The result of evaluating :math:`F(x_1, x_2)` over :math:`[0,1] \times [0,1]`
is shown in :numref:`figEvaluatedResults`.

.. _figEvaluatedResults:

.. figure:: ./figEvaluatedResults.png
   :align: center

   Evaluating the trained neural network over :math:`[0,1] \times [0,1]`.

The white and black dots in :numref:`figEvaluatedResults`
are the ten given points.

Exercises
---------

1. How many parameters are in the neural network
   defined by the function :math:`F(x)`?  Justify your answer.

2. Examine the computational cost 
   to evaluate :math:`\nabla \mbox{Cost}(p)`
   of our :math:`\displaystyle F(x) = \sigma(~\!\mbox{W4 }\!
   \sigma(~\!\mbox{W3 }\! \sigma(~\!\mbox{W2 }\!\mbox{x} + \mbox{b2})
   + \mbox{b3}) + \mbox{b4})`.

3. How fast did the stochastic gradient method converge?

   1. Write a function to evaluate :math:`\mbox{Cost}(p)`.

   2. Call the function in the code to train the network,
      at each step, store the value of the cost function.
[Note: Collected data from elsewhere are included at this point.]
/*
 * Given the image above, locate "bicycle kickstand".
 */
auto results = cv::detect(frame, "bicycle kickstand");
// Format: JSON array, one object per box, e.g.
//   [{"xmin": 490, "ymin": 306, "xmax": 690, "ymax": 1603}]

   3. Make a plot of the cost over all steps in the code.

Bibliography
------------

1. Gerard Dreyfus:
   *Neural Networks.  Methodology and Applications.*
   Springer-Verlag 2005.

2. Catherine F. Higham and Desmond J. Higham:
   **Deep Learning: An Introduction for Applied Mathematicians.**
   *SIAM Review*, Vol. 61, No. 4, pages 860-891, 2019.